Две недели назад в НКВД подписан секретный приказ № 00447. По областям и республикам утверждены расстрельные лимиты. Сотни тысяч человек приговорены к смерти. Смерть пришла. Смерть стоит над кроватями и колыбелями, поднимается в лифтах, едет в машинах и поездах, пылит по проселочным дорогам, седлает лошадей, проверяет оружие и ленту в пишущих машинках – придется много, очень много печатать.

А на аэродроме в Москве 12 августа готовится к вылету машина с бортовым номером Н-209. Экипаж – шесть человек, пункт назначения – Фербенкс на Аляске. Кастанаев – штурман в этом экипаже.

Понимали ли они, что происходит в стране, осознавали ли, какой шанс дает судьба?

Н-209 исчез. Его якобы слышали эскимосы на побережье Аляски, якобы видели якуты над таежным озером. Его искали десятки самолетов и судов, пешие спасательные партии – безрезультатно.
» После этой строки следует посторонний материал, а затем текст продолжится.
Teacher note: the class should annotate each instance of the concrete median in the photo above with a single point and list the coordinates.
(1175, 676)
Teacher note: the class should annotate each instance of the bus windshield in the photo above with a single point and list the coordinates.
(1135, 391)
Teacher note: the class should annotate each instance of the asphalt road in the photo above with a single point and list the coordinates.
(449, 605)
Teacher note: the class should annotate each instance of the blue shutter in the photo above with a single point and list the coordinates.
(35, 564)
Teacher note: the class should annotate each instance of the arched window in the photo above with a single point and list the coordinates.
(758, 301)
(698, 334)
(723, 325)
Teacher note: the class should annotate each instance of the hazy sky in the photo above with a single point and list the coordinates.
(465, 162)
Именем Леваневского назвали десятки улиц, училище, городской район и теплоход; спустя десятки лет его машину пытались найти в тайге, тундре и льдах, призывая на помощь мистиков и экстрасенсов, опрашивая древних стариков, – но никто ничего не нашел.
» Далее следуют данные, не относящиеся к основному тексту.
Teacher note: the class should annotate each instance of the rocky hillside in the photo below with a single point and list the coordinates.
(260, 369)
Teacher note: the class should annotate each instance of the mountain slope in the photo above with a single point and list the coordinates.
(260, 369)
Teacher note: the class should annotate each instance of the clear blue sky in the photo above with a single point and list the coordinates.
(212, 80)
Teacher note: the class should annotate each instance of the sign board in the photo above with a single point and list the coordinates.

Они улетели из тридцать седьмого года, будто бы предпочтя безвестность гибели возможному аресту. И порой мне казалось, что они все продумали заранее, что самолет на самом деле сел в Гренландии или в безлюдных областях Канады; тогда не было радаров и спутников, способных контролировать все воздушное пространство, и они исчезли для всего мира, стали пропавшими героями – а на самом деле переменили имена, спрятались где-то в дальних краях.
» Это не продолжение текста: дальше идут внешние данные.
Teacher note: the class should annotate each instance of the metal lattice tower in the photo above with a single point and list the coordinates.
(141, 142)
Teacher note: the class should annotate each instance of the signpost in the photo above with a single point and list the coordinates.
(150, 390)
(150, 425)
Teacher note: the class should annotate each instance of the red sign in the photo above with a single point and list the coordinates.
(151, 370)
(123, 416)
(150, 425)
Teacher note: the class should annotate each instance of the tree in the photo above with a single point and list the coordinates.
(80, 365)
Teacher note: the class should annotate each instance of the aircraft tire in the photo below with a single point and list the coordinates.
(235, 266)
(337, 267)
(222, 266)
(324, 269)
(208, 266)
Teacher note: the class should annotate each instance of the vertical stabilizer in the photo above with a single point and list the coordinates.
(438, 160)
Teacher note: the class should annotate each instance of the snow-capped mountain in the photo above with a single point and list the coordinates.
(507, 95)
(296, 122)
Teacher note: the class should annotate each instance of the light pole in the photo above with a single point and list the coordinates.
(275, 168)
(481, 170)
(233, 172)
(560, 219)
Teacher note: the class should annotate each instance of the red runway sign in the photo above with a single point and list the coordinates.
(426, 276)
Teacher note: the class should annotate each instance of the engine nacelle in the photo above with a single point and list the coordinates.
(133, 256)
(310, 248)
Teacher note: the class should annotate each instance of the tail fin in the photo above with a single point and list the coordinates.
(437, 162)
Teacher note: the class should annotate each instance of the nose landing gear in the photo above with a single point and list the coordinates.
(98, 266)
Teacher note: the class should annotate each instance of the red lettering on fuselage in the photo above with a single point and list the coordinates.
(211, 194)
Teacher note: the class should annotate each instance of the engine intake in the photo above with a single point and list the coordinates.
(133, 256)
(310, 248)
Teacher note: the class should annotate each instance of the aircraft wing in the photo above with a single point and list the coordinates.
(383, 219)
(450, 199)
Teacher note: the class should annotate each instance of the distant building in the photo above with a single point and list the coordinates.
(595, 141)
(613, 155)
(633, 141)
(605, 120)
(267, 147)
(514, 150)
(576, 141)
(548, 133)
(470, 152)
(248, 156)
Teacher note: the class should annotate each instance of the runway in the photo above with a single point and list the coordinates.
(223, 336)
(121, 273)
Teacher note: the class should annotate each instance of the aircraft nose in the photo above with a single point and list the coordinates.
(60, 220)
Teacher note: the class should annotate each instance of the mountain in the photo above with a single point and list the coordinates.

Я показал бы, если бы мог в тот момент, Анне фотографии Леваневского, пилота с лицом Пастернака, пилота с лицом поэта; прочитал на память строки:

написанные так, словно это Пастернак улетал вместо Леваневского – вместе с Леваневским.

Я рассказал ей, как взлетал он, Н-209, как шел на северо-восток над раскулаченными деревнями, смертными каналами, арестантскими лагерями, как провожали его взглядами зэки на гиблых лесоповалах, на сортировочных станциях, где выгружали в утренних сумерках из вагонов очередной этап; над шахтами и рудниками, над кочевыми стойбищами, где давали мешок муки за голову беглого.

Я рассказал ей, как смотрели они вниз, улетающие, покидающие убийственную родину; как, может быть, думали они о спящих псах охраны, о задремавших часовых, укутавшихся в бушлат, – или о том одном, не спящем от избытка молодых сил, часовом, что из удали вскинет винтовку, прицелится в летящий высоко в небе самолет – не зная, что верно целится, что экипаж уже все решил и лежит в хвостовом отсеке единственный несогласившийся, удушенный ласковой парашютной стропой; тот, чье тело сбросят в вечные льды.

Н-209 – самолет свободы, я придумал его, ибо сам хотел бы так же выйти из истории через черный ход, уловить момент, когда еще не поздно.

– Давай уедем, – сказал я Анне, закончив рассказ, вложив в него все силы.

– Уедем, – ответила Анна. – Уедем. Обязательно. Я не хочу тут оставаться.